Tena koutou, Tena koutou, Tena koutou katoa and shalom.
There’s a sense of deja vu as we gather here today. Many of us did this in 2014 and many of the messages were exactly the same.
Today I’m just going to cover another point as a historian.
We’ve seen the conflict between Israel and Gaza and it’s been all too real the battle that we’ve seen on our screens.
But there’s another battle that has been going on in the way the story has been told and the way the narrative has even shaped. The use of language has a significant impact, and sadly one of the flow on effects of a distorted picture has been the upsurge in antisemitism – a 400% increase reported in Britain for example.
A couple of the terms we frequently hear bandied about and misapplied to Israel — are the words colonisation and colonialism.
Put simply, colonisation describes the process by which an empire, such as the British sent people to places like New Zealand and Australia, to create new societies, very similar to their own. In the process, the indigenous people were often dispossessed and mistreated.
In Aotearoa NZ, the treatment of Maori was more humanitarian than in other places, with the signing of a treaty. However, injustices were perpetrated and we are still dealing with the consequences today.
Academics have devised a settler colonial framework to analyse the past, but it is often politicised and the true history is frequently manipulated and distorted.
The state of Israel has often been viewed through this lens and this thinking filters down to media, to politicians and to the street.
I would argue that Settler colonialism is an entirely inappropriate and inadequate framework for viewing the Israel/Palestinian conflict. Furthermore, superimposing our local history on the Middle East, as a way of understanding what’s happening there, simply does not work.

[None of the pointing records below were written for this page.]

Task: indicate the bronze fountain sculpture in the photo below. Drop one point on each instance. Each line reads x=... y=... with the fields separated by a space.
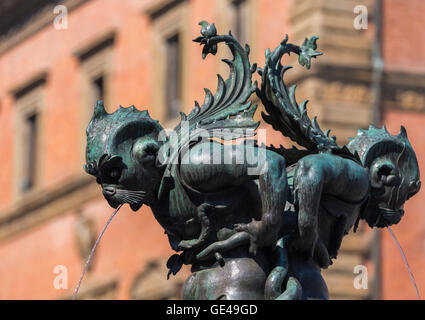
x=254 y=222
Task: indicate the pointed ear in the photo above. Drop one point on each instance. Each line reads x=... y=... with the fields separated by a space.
x=382 y=174
x=145 y=150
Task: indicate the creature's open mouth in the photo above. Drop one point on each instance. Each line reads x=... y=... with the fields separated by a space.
x=388 y=217
x=120 y=196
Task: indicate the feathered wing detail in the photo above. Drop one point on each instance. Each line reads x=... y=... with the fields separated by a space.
x=283 y=111
x=226 y=114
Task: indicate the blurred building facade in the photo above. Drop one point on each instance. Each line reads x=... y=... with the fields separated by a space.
x=58 y=57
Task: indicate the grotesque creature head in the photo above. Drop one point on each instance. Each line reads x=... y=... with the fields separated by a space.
x=393 y=171
x=121 y=153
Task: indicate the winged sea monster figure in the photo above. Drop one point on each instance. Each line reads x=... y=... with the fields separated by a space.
x=254 y=222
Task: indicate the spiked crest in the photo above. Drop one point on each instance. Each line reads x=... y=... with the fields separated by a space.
x=375 y=142
x=107 y=131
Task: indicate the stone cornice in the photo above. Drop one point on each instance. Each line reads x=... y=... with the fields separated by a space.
x=159 y=6
x=43 y=205
x=34 y=23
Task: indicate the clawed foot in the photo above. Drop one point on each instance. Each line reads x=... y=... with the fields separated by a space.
x=255 y=230
x=310 y=247
x=202 y=217
x=303 y=245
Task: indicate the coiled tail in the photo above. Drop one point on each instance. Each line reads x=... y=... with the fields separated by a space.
x=276 y=278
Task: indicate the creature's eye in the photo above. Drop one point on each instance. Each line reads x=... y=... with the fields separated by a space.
x=115 y=173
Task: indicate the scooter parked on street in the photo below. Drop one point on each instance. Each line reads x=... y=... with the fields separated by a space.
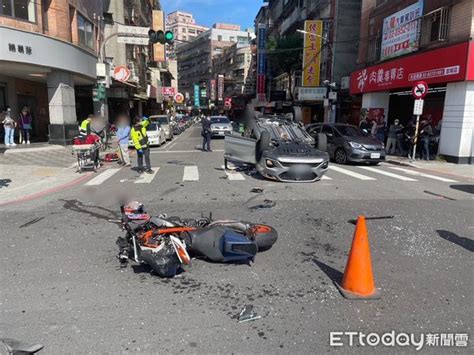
x=163 y=243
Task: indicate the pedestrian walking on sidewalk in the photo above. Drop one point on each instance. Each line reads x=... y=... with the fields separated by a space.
x=123 y=135
x=9 y=125
x=392 y=140
x=140 y=141
x=206 y=134
x=425 y=134
x=24 y=123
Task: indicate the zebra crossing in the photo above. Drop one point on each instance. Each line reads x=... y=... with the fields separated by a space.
x=190 y=173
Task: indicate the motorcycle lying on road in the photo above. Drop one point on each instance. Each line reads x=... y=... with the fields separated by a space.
x=165 y=244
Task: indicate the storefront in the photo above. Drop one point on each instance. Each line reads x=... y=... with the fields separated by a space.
x=449 y=71
x=52 y=77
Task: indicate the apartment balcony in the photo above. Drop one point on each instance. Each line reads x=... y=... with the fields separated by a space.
x=297 y=15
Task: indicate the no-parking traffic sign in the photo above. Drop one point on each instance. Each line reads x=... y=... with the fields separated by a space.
x=420 y=90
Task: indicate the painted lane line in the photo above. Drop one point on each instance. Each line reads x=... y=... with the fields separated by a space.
x=102 y=177
x=233 y=175
x=146 y=178
x=386 y=173
x=350 y=173
x=182 y=151
x=191 y=173
x=417 y=173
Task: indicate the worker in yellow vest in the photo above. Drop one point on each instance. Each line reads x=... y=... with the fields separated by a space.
x=140 y=141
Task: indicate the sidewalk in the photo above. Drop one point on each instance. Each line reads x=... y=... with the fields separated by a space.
x=33 y=170
x=440 y=166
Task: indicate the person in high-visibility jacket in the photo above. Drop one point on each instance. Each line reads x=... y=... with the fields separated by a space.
x=140 y=141
x=85 y=127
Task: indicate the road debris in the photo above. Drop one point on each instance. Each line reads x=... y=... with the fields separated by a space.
x=439 y=195
x=265 y=204
x=248 y=314
x=354 y=221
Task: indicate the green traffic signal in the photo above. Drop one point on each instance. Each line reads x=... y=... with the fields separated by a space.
x=169 y=37
x=161 y=37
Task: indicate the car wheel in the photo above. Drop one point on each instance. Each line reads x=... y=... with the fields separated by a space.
x=340 y=156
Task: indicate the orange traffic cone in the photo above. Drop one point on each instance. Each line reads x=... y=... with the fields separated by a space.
x=358 y=280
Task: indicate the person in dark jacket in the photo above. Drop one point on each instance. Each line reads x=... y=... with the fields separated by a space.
x=24 y=122
x=425 y=134
x=206 y=134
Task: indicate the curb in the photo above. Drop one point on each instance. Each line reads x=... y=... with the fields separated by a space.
x=427 y=169
x=46 y=192
x=20 y=150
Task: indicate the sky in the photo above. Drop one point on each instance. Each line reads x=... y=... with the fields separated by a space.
x=208 y=12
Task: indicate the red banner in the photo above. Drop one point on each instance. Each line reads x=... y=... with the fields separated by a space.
x=442 y=65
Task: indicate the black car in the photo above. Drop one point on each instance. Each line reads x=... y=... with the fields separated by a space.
x=348 y=143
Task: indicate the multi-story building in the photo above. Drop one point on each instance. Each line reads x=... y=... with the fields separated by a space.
x=341 y=19
x=48 y=55
x=235 y=65
x=195 y=58
x=184 y=27
x=406 y=41
x=135 y=57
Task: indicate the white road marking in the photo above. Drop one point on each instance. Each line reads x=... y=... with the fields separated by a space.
x=233 y=175
x=146 y=178
x=417 y=173
x=191 y=173
x=107 y=174
x=386 y=173
x=350 y=173
x=181 y=151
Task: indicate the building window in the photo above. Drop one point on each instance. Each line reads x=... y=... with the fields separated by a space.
x=435 y=26
x=85 y=30
x=21 y=9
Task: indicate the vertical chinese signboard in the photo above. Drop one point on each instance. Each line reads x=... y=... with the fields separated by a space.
x=158 y=24
x=197 y=101
x=220 y=88
x=312 y=52
x=401 y=31
x=213 y=90
x=261 y=61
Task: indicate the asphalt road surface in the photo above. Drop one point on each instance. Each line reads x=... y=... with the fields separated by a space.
x=61 y=283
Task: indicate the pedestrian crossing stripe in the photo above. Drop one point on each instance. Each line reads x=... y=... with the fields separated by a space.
x=417 y=173
x=350 y=173
x=191 y=173
x=146 y=178
x=99 y=179
x=386 y=173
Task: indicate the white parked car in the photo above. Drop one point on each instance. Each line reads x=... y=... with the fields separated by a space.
x=220 y=126
x=156 y=134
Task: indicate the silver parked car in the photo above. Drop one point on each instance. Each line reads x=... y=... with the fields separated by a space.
x=220 y=126
x=280 y=150
x=348 y=143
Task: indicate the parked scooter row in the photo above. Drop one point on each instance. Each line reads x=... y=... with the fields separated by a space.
x=168 y=243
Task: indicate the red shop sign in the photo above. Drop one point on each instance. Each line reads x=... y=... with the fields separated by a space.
x=437 y=66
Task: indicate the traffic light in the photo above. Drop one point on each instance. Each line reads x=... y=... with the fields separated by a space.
x=161 y=37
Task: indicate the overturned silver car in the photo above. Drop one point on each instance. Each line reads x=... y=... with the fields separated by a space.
x=279 y=148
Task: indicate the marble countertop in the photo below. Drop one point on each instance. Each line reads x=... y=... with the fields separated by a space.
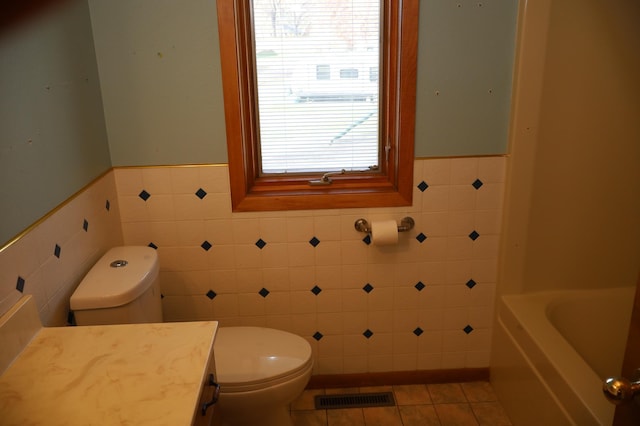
x=134 y=374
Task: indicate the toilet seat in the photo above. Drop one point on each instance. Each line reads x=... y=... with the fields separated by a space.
x=252 y=358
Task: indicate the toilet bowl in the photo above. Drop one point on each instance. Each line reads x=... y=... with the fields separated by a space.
x=260 y=370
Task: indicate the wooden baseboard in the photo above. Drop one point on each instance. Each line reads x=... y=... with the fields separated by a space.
x=355 y=380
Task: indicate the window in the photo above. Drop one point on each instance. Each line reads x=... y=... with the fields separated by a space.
x=359 y=151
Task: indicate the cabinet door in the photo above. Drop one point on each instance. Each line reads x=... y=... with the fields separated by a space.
x=208 y=396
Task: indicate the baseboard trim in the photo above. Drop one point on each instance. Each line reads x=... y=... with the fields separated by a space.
x=355 y=380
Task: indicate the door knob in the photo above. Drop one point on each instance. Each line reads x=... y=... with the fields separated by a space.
x=619 y=390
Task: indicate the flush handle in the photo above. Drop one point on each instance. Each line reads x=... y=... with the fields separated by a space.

For a start, how can you call a people who have had a presence in the land for more than 3 1/2 thousand years, foreign settlers or colonialists? It is much more accurate to see them as an indigenous people returning to the land of their ancestors – remembering of course – that there have always been Jews living in the land. In Maoritanga we talk about the remnant who keep ahi kaa in the land – they keep the home fires burning by their presence. In places like Hebron, where Abraham and Sarah are buried, Safed, Jerusalem and Tiberias, there have been Jews living for millennia.
The defining factors of indigeneity include self-identification; historical continuity; strong linkages to the land; distinct language, culture, and beliefs and a commitment to maintaining the group’s distinctive identity, we see all these elements in the Jewish connection to Israel – in religious practices like the daily prayers facing Jerusalem, in cultural practices and festivals like Passover or Pesach, which ends with the prayer “next year in Jerusalem”, in the many tapu sites throughout the land where Jewish tupuna are buried, and in the miraculous revival of Hebrew as an everyday language.

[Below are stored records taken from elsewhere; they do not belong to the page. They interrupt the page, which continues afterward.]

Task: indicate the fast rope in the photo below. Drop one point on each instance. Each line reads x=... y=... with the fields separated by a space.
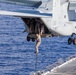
x=36 y=62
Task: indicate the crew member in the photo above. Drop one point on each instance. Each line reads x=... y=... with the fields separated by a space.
x=38 y=42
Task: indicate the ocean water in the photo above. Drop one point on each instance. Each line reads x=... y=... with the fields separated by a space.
x=17 y=56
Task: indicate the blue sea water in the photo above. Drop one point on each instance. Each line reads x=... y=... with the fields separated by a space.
x=17 y=56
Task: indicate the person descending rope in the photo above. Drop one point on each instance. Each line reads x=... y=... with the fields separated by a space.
x=38 y=42
x=38 y=37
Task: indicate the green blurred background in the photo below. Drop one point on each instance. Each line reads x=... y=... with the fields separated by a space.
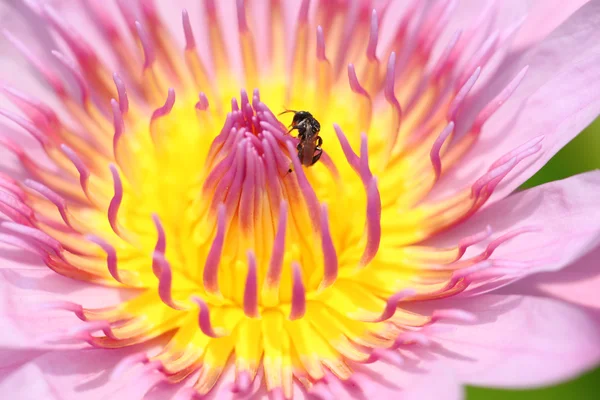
x=582 y=154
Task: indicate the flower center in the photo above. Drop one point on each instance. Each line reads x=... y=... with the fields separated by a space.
x=240 y=253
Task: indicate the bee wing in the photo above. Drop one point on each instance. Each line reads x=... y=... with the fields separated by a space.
x=308 y=150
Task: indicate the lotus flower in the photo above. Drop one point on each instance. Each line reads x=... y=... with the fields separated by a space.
x=165 y=237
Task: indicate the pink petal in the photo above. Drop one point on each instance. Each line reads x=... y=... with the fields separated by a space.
x=579 y=283
x=557 y=98
x=564 y=217
x=75 y=374
x=435 y=382
x=26 y=292
x=519 y=341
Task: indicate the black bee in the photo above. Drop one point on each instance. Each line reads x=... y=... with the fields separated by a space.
x=309 y=147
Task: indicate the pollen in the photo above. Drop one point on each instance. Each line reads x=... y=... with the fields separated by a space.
x=171 y=179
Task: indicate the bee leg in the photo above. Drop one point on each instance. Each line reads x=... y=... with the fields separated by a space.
x=318 y=154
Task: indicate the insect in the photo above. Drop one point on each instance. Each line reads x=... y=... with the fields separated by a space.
x=309 y=147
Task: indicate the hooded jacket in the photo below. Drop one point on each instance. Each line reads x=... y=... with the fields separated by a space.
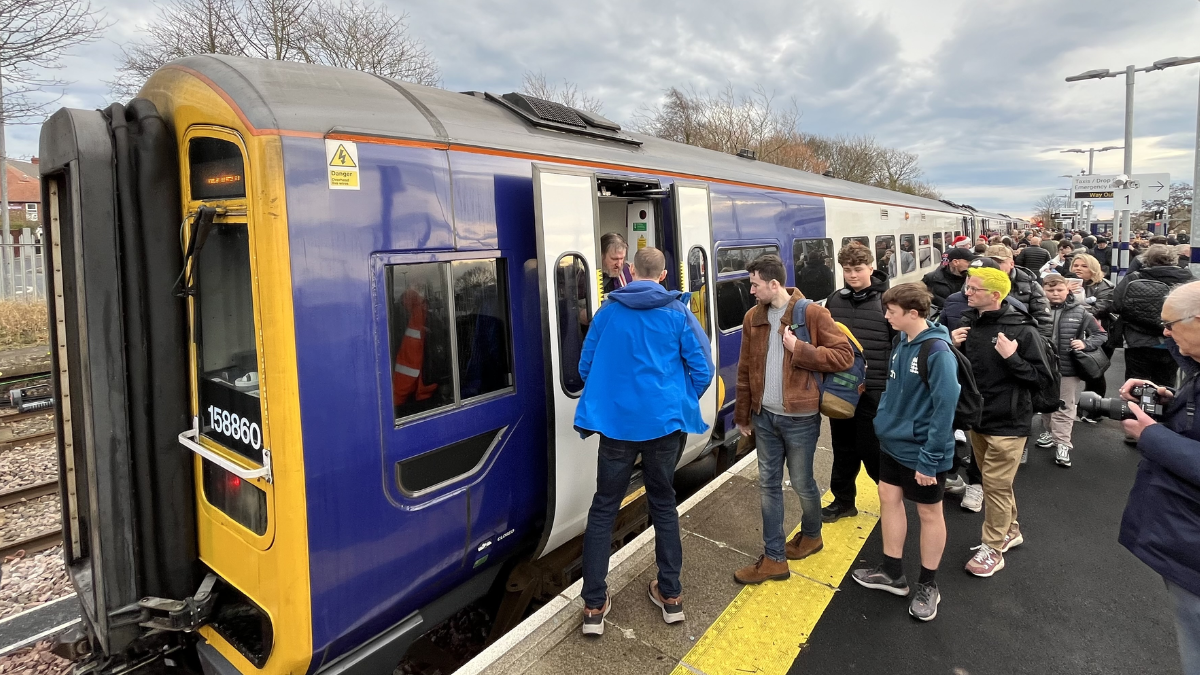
x=1162 y=519
x=645 y=364
x=829 y=352
x=916 y=423
x=1005 y=384
x=862 y=312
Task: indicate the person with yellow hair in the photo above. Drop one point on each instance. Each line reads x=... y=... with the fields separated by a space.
x=1002 y=342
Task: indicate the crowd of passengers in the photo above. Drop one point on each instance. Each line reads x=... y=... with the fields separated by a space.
x=1011 y=322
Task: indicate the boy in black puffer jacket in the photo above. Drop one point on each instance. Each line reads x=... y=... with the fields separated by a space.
x=859 y=309
x=1077 y=330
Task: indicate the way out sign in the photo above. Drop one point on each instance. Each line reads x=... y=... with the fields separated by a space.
x=342 y=163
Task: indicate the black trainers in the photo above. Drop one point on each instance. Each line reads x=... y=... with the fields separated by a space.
x=875 y=578
x=924 y=602
x=833 y=512
x=672 y=608
x=593 y=619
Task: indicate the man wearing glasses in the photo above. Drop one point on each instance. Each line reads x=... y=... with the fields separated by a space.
x=1162 y=519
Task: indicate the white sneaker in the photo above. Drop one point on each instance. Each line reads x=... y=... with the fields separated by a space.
x=972 y=499
x=955 y=484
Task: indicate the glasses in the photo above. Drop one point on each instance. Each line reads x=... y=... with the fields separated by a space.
x=1170 y=324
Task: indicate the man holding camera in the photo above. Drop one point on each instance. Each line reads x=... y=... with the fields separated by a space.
x=1162 y=521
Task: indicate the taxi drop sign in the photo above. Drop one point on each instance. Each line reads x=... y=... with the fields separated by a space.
x=342 y=162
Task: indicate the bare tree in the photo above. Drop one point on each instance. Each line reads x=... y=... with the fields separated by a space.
x=351 y=34
x=34 y=35
x=535 y=84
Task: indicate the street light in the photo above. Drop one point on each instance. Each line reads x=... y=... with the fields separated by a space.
x=1125 y=216
x=1091 y=153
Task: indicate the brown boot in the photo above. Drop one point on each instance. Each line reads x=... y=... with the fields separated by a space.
x=802 y=547
x=762 y=571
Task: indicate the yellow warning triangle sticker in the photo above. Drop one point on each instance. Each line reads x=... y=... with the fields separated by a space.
x=341 y=159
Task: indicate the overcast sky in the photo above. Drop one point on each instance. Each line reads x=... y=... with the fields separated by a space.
x=975 y=88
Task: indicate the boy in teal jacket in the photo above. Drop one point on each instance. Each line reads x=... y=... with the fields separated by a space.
x=915 y=426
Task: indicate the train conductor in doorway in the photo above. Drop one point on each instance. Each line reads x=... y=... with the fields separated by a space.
x=778 y=402
x=646 y=362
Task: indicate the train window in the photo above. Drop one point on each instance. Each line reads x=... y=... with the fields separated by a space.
x=574 y=317
x=697 y=270
x=814 y=267
x=226 y=348
x=733 y=300
x=886 y=255
x=736 y=260
x=216 y=169
x=481 y=327
x=421 y=350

The Jewish people qualify in every respect as indigenous to the land of Israel. When we add to that, the archeological, historical and genetic evidence, it is not too much to suggest that no people group can claim a stronger connection to an ancestral homeland.
When politicians and activists say they stand with the tangata whenua, they should recognise that Jews are the tangata whenua of the land of Israel.
When politicians and activists say they stand against racism, they must also stand against the genocidal Jew-hatred of Hamas.
We declare our support for Israel, but also those Palestinians – and there are many – who seek peace and freedom from their terrorist regime. We call on our government to unequivocally condemn the terror group Hamas that pours its resources into terror tunnels and rockets, and incites Jew-hatred in its school curriculum – something that we Kiwis fund with our tax dollars via our ongoing support for UNWRA.
And so from Aotearoa NZ we send our aroha to Israel and say Kia kaha – Kei te tu matou ia koutou.
Be strong – We are standing with you.
Kia kaha – Kei te tu matou ia koutou.
Be strong – We are standing with you.